Kalau pembuatan baliho diatas, atas perintah Bupati Anna Muawanah dengan tujuan pencitraan, maka hasilnya bisa jadi kontradiksi dengan tujuan yang diharapkan. Pasalnya harapannya mendapatkan simpati dari masyarakat, tapi hasilnya menjadi antipati.
Namun kalau ini dilakukan oleh bawahan Bupati Bojonegoro Anna Mu’awanah untuk mendapatkan simpati kalau tidak mau disebut cari muka atau menjilat, maka tindakan bawahannya ini bias berakibat menjatuhkan kehormatan Bupati Bojonegoro itu sendiri karena pujian yang tidak pada tempatnya.

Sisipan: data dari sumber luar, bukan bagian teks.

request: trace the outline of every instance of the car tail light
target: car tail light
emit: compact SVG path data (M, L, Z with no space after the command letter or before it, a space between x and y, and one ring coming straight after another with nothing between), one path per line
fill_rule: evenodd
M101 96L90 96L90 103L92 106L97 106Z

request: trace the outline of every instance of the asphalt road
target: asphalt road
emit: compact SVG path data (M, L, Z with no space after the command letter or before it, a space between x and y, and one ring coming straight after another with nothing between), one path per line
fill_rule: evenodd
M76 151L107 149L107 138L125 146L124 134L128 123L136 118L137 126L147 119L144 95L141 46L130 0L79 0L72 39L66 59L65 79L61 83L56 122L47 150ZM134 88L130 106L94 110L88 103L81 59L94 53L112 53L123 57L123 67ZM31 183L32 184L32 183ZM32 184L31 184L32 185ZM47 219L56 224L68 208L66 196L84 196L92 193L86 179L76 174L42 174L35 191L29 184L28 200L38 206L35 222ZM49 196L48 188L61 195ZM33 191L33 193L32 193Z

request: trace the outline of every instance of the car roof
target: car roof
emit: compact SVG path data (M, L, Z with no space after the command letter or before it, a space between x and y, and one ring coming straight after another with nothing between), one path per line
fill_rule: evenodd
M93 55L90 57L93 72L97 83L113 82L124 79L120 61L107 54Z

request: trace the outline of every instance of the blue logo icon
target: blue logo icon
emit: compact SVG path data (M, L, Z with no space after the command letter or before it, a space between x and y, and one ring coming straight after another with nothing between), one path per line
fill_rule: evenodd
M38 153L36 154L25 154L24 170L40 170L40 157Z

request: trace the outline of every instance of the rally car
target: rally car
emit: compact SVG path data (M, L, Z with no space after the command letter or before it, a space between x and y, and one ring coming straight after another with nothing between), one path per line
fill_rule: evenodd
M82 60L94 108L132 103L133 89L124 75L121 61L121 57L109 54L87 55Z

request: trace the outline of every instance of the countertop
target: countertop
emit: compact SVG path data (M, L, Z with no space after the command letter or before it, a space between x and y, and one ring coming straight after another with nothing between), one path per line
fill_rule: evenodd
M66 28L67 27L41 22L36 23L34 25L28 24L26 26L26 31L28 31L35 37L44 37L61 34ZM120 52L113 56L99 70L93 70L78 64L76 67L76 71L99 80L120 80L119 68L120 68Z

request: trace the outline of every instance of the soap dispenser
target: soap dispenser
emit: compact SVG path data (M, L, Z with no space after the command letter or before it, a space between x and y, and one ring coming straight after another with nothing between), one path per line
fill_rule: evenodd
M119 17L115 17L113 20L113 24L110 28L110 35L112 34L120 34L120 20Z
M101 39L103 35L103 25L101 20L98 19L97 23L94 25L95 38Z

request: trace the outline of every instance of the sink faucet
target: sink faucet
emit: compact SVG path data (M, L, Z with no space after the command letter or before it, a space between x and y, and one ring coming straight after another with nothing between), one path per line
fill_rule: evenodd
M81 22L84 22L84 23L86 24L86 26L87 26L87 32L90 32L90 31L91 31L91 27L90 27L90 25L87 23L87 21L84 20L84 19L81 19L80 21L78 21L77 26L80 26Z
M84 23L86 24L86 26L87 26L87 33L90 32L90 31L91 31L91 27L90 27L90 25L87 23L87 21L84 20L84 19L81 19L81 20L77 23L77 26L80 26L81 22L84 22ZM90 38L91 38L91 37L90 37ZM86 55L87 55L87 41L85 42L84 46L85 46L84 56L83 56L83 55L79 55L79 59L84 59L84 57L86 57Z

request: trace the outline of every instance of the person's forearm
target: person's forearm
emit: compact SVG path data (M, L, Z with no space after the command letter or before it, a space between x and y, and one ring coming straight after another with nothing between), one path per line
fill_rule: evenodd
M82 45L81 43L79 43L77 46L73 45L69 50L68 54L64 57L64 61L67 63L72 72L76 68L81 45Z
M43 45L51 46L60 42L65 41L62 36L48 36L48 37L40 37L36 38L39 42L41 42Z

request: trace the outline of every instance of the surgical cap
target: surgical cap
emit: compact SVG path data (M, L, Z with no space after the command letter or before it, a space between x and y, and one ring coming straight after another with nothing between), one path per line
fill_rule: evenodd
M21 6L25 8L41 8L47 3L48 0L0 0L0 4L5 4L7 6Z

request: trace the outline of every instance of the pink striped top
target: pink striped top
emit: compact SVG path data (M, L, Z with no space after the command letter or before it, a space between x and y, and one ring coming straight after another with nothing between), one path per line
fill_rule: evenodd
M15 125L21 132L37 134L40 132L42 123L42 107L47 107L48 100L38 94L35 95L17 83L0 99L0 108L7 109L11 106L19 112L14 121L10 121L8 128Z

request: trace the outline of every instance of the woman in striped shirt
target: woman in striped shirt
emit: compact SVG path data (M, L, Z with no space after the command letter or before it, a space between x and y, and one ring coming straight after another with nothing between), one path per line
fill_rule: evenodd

Berikutnya hal yang kurang tepat dari baliho itu, adalah sebutan Ibu Pembangunan. Mengapa? karena sejauh ini belum ada penghargaan dari Presiden yang memberikan penghargaan kepada Bupati Bojonegoro Anna Mu’awanah sebagai Ibu Pembangunan dalam bentuk Satya Lencana Pembangunan.
Jika kita mencari melalui mesin pencarian google tentang penghargaan Bupati Bojonegoro sebagai Ibu Pembangunan, maka kita akan mendapatkan bahwa Bupati Bojonegoro Anna Muawanah mendapatkan penghargaan sebagai Ibu Pembangunan Infrastruktur dari Media “Memorandum” (https://memorandum.co.id/bupati-anna-muawanah-raih-penghargaan-sebagai-ibu-pembangunan-insfrastruktur-dari-memorandum/)
Pemkab Bojonegoro sebagai lembaga pemerintah tentu kebijakan atau programnya harus selalu ada dasar hukum. Dalam tatanan hukum atau peraturan di Indonesia gelar atau sebutan sebagai Ibu Pembangunan atau Bapak Pembangunan, sudah ada mekanismenya. Yakni Undang-undang nomor 20 tahun 2009 dan Peraturan Pemerintah nomor 35 tahun 2010 tentang Pelaksanaan Undang-Undang Nomor 20 Tahun 2009 Tentang Gelar, Tanda Jasa, Dan Tanda Kehormatan
Bahkan Presiden Soeharto yang pernah menjadi orang terkuat di negeri ini, baru bersedia mendapatkan gelar Bapak Pembangunan setelah ada Keputusan dari Majelis Permusyawaratan Rakyat (MPR) nomor V/MPR/1983. Dan Prosesnya sangat panjang, memubutuhkan waktu 16 tahun sejak Presiden Soeharto bekuasa (1967-1983). (https://damarinfo.com/proses-penetapan-soeharto-sebagai-bapak-pembangunan-tak-semudah-yang-dibayangkan/).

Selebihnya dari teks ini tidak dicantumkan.